Spock nickte. „Ich weiß, Mr. Chekov. Ich weiß.“
„Sollten wir ihnen nicht folgen?“, wollte Lieutenant Darwa wissen. Sie war eine durchtrainierte junge Frau, die vorher mit Chekov an Bord der Reliant gedient hatte. Ein leichter Akzent verriet ihre indischen Wurzeln, die in Mumbai lagen. Ihr üppiges schwarzes Haar war so kurz geschnitten, dass man in einem Kampf nicht ohne Weiteres hineingreifen konnte. Auf ihrer Stirn waren die ersten Anzeichen eines üblen Blutergusses zu sehen, ein Überbleibsel von der Bruchlandung. „Glauben Sie, dass Fisher noch am Leben ist?“
„Unwahrscheinlich“, erwiderte Spock. „Das ist keine gefühllose, sondern eher eine realistische Einschätzung. Nach allem, was wir gesehen haben, müssen wir annehmen, dass diese Kreatur sich an Fisher bereits gütlich getan hat.“
McCoy erinnerte sich an den grauenvoll knirschenden Laut und die rasiermesserscharfen Zahnreihen im kreisrunden Maul des Ungeheuers. Die Chancen, dass Fisher in diesem Augenblick starb oder sogar bereits tot gewesen war, bevor die Kreatur ihn in den Dschungel geschleppt hatte, standen sehr hoch. McCoy wollte nicht darüber nachdenken, was wohl mit ihm passierte. Nach allem, was sie bisher wussten, fraß sich das Monster in diesem Augenblick an Fishers Überresten satt. Um ehrlich zu sein, hoffte er inständig, dass der unglückliche Ensign schnell gestorben war.
„Was war das überhaupt für ein Vieh?“, fragte Lieutenant Yost und kam damit direkt auf den Punkt. Er war ein stämmiger, hellhäutiger Kerl mit kurz geschnittenem blondem Haar und einer muskulösen Statur und entsprach damit ganz dem Klischee eines Sicherheitsoffiziers, der eine große Karriere vor sich hatte. Er war in dritter Generation Offizier der Sternenflotte – seine Großmutter hatte bereits unter dem legendären Sternenflottenkapitän Jonathan Archer gedient –und hatte während seiner Zeit auf der Akademie hin und wieder als Türsteher gejobbt. Jetzt steckte er seinen Phaser weg und hob einen Ast auf, um ihn als Lanze oder als Keule zu benutzen. „Ich hab es ja nur kurz gesehen, aber …“
Sein sonst ein wenig phlegmatisch wirkendes Gesicht verzog sich angeekelt.

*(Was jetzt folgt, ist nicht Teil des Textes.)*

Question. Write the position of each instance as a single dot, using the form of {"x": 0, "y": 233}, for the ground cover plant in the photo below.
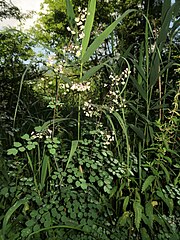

„Es war offensichtlich ein Raubtier“, sagte Spock. „Schnell und wendig und gut an diese Umwelt angepasst. Teile von Kopf und Maul ähnelten denen eines terranischen Blutegels oder Neunauges, während die Glieder eher denen gleichen, die man an Großkatzen oder auch Sehlats findet.“
McCoy runzelte grimmig die Stirn. „Mit anderen Worten sprechen wir hier von einem gigantischen Blutegel, der sich fortbewegt wie ein Tiger?“
„Es scheint so.“ Spock richtete seinen Blick wieder auf den nebligen Sumpf hinaus. „Wir müssen darauf achten, wenn wir uns von hier fortbewegen.“
„Von hier fortbewegen?“, echote McCoy und warf Spock einen verwunderten Blick zu. Er hatte keine Ahnung, was Spock damit sagen wollte. „Wohin denn?“
„Zu unserem ursprünglichen Ziel: der Quelle des unbekannten Signals.“ Er überprüfte kurz seinen Trikorder und wies geradeaus, mehr oder weniger in die Richtung, in die der katzenartige Blutegel verschwunden war. „Meiner Schätzung nach befindet es sich rund hundertsechzig Kilometer von uns entfernt in dieser Richtung.“
McCoys Temperament ging mit ihm durch. „Um Himmels willen, Mann, Sie denken doch wohl nicht immer noch an die Durchführung der Mission? Glauben Sie nicht, dass wir im Augenblick wichtigere Probleme haben?“
„Zweifellos“, stimmte Spock zu. „Aber dort wird Captain Kirk als Erstes nach uns suchen.“
„Oh“, sagte McCoy. Nun war er ein wenig verlegen angesichts seines Ausbruchs. „Daran hatte ich nicht gedacht.“
McCoy fand, dass es nicht wenig über den Ernst der Lage sagte, dass Spock sich eines spitzen Kommentars über dieses Zugeständnis enthielt.
Stattdessen zuckte er entschuldigend die Schultern. „Wir sind weit vom Kurs abgestürzt. Es tut mir leid, Doktor, aber wir haben einen ordentlichen Fußmarsch vor uns.“
„Durch diesen gottverlassenen Sumpf, in dem gigantische, menschenfressende Blutegel hausen?“
„Eine alles andere als ideale Aussicht“, gestand Spock. „Aber dennoch die logische Vorgehensweise.“
McCoy wünschte sich brennend, dass er eine bessere Idee gehabt hätte.
„Wie viele von diesen Viechern sind da im Dschungel wohl unterwegs?“, wollte Darwa wissen.
Spock starrte auf die Stelle, an der nur Minuten zuvor noch Fisher gestanden hatte.